Cities use a number of incentives to lure businesses or keep them there. They may reduce or even suspend tax collections of businesses for years, or transfer tax receipts directly to developers and employers. Another popular approach is to agree to spend any tax revenue from projects to improve the surrounding areas. That spending then benefits the companies that set up shop, directly or indirectly.

The choices can be difficult, because cities have to compete against rivals in neighboring states for investments that could create jobs. If they don’t bid aggressively, they could lose out entirely. But being too aggressive means missing out on tax revenue.

“Anything that gives more transparency to what a government is doing and what is behind government finances, I’m all for it,” said Hugh McGuirk, head of mutual-fund company T. Rowe Price GroupInc.’s municipal-bond team. “If we find out that, of the potential tax revenue, they’re only realizing 60%, versus another entity that’s realizing 98% of potential, maybe they’ve been a little too generous with their tax incentives.”

In Shelby County, Tenn., which competes with neighboring Arkansas and Mississippi for many industrial and commercial businesses, Memphis and other local governments have entered into more than 500 multiyear agreements with companies like Nike Inc., typically waiving 70% and often more of the property taxes that would otherwise be owed.

In a 2013 deal with Nike, Shelby County agreed to abate $30 million of property taxes over 15 years. That was on top of $28 million that Memphis had waived. In return, the sportswear company said it would invest $301 million to expand a distribution center and improve another facility, adding 250 jobs and $8.75 million in payroll.

Nucor Corp. paid just $300 in taxes last year on property in Shelby County that ordinarily would have been taxed at $1.3 million thanks to pacts that extend out as far as 2028. One, a 15-year deal signed in 2012, involved a promise by the steelmaker to add 27 jobs and invest $113 million in its facility there.

In January, a joint economic-development board for Memphis and the county voted to give Swedish home-furnishings retailer IKEA a combined $9.5 million in tax breaks over 11 years if it builds one of its stores in the county. An IKEA spokesman said the company plans to break ground this fall and open the store a year later. Spokesmen for Nucor and Nike declined to comment.

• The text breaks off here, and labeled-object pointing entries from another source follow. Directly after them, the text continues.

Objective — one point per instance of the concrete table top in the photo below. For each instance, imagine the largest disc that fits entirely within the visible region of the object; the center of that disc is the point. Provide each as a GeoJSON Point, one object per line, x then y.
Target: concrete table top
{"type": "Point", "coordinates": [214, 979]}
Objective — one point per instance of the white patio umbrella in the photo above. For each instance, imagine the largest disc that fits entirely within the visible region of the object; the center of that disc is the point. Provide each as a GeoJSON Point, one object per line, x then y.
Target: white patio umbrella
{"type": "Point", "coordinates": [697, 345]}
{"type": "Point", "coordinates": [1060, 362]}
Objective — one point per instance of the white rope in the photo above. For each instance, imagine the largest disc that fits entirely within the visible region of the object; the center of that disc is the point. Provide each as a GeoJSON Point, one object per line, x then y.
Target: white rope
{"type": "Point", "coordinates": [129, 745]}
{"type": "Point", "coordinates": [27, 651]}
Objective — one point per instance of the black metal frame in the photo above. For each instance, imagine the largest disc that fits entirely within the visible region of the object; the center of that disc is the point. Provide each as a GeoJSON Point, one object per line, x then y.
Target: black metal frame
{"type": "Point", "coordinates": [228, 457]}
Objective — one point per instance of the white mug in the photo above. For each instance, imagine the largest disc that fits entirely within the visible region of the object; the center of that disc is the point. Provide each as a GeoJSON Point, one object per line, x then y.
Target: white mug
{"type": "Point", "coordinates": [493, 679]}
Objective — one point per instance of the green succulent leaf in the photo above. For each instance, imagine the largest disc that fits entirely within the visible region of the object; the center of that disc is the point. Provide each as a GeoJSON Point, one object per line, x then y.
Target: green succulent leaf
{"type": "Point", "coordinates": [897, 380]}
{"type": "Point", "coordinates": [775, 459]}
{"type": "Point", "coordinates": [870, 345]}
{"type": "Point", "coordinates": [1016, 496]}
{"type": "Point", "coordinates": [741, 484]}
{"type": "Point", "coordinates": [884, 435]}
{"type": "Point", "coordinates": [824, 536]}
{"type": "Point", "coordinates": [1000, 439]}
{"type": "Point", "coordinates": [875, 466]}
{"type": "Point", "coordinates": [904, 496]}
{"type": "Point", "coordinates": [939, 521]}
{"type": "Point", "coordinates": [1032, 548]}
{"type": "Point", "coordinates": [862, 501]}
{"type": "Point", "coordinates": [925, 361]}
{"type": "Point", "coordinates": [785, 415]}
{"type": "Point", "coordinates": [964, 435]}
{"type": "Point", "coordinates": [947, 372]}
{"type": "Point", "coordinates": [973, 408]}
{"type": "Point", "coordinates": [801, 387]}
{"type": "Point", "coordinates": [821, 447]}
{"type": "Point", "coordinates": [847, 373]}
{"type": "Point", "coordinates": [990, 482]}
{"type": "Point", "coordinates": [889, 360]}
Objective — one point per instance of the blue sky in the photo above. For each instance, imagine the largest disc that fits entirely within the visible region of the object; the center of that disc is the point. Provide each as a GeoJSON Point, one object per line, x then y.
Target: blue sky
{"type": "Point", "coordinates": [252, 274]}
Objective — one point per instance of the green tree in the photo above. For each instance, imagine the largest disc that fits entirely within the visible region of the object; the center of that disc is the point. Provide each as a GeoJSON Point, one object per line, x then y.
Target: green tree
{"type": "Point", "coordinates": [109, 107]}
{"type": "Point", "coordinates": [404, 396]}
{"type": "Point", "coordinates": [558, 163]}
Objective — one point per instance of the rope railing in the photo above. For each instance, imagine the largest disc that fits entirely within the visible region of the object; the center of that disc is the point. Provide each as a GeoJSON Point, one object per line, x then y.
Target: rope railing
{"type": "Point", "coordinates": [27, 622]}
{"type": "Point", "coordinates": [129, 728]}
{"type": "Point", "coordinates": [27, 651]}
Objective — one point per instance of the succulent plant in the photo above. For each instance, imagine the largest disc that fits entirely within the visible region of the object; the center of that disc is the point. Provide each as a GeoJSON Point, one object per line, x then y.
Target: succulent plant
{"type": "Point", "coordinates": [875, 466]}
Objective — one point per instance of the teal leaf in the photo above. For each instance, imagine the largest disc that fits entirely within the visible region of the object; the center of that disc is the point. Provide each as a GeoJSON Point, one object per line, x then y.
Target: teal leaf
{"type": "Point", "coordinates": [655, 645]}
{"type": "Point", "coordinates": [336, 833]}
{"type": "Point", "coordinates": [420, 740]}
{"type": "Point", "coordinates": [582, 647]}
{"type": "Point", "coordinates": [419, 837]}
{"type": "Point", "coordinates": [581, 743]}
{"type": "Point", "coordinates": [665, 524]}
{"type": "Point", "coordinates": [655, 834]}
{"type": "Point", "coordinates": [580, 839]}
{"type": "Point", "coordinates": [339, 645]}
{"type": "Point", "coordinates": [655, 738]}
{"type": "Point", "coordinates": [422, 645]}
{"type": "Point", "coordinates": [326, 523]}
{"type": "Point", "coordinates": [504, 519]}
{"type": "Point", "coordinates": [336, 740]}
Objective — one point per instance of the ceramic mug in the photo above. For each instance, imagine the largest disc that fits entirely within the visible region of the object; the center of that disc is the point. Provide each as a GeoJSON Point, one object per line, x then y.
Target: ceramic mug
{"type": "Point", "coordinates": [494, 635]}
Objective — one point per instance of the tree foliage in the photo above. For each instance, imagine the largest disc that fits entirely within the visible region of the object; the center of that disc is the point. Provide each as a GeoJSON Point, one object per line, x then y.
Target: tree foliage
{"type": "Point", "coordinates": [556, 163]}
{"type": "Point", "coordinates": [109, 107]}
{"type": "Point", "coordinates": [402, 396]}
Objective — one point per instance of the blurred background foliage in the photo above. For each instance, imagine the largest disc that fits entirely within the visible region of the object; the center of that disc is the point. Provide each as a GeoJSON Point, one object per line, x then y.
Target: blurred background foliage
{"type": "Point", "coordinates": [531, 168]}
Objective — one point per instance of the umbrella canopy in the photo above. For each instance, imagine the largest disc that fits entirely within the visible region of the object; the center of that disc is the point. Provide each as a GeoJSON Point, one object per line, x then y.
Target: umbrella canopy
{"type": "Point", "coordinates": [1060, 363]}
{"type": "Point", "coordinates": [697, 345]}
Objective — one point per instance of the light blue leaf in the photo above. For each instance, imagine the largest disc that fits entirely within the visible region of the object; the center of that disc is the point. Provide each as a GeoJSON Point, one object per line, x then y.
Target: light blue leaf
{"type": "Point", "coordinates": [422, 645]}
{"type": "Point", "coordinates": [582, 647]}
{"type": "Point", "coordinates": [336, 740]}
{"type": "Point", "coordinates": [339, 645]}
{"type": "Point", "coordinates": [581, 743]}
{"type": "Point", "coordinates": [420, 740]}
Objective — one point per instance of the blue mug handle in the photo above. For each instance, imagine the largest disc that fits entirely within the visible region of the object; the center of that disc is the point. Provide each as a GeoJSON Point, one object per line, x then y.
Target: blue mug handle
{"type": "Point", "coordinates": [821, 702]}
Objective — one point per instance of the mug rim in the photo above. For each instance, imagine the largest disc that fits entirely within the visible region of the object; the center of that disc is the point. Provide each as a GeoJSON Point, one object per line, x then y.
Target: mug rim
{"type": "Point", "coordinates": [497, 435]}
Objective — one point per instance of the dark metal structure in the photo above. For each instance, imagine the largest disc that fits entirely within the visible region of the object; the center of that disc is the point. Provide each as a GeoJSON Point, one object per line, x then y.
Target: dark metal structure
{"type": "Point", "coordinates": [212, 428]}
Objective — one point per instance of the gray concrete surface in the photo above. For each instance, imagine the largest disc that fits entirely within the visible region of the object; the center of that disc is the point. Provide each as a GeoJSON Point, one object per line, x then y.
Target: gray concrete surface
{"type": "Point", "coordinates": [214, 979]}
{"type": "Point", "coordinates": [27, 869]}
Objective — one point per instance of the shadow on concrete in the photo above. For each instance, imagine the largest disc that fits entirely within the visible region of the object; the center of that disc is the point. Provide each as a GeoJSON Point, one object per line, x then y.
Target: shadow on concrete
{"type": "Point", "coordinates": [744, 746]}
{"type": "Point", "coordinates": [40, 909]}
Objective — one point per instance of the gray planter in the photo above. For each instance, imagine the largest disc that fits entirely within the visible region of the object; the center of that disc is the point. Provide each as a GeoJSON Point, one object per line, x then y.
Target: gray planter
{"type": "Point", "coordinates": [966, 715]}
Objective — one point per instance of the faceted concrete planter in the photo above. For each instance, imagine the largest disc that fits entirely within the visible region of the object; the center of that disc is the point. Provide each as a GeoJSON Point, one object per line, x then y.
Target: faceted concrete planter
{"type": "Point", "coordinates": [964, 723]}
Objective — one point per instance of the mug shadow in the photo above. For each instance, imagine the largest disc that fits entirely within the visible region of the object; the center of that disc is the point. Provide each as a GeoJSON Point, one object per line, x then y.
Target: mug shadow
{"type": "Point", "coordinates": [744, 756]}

Absent such agreements, the county’s overall tax rate could be reduced, said Shelby County Trustee David Lenoir, who collects the county’s taxes, to about $4.07 from the current $4.37 per $100 of assessed property value. For a house assessed at $100,000, that would amount to a $300-a-year tax cut.

“It is a significant amount,” Mr. Lenoir said.

County economic-development officials said the incentives have paid off. The joint city-county economic development agency that negotiates many of the tax-incentive agreements estimates that they have created or saved nearly 9,500 jobs and spurred $2 billion in capital investment since 2011, in the process generating another $715 million in tax revenue. The estimate includes partial payments by the companies and a computer model’s projection of the taxes that will be generated by newly hired employees and the businesses they patronize.

Critics of economic-development incentives say such calculations are only as good as the assumptions that underlie them.

Chicago, meanwhile, has announced plans to eliminate some of the tax districts and freeze spending at others. In Belleville, Mayor Mark Eckert said the city’s special tax districts are critical to its economic health. With neighboring troubled East St. Louis, Ill., Belleville has had to fight to retain car dealerships and other businesses.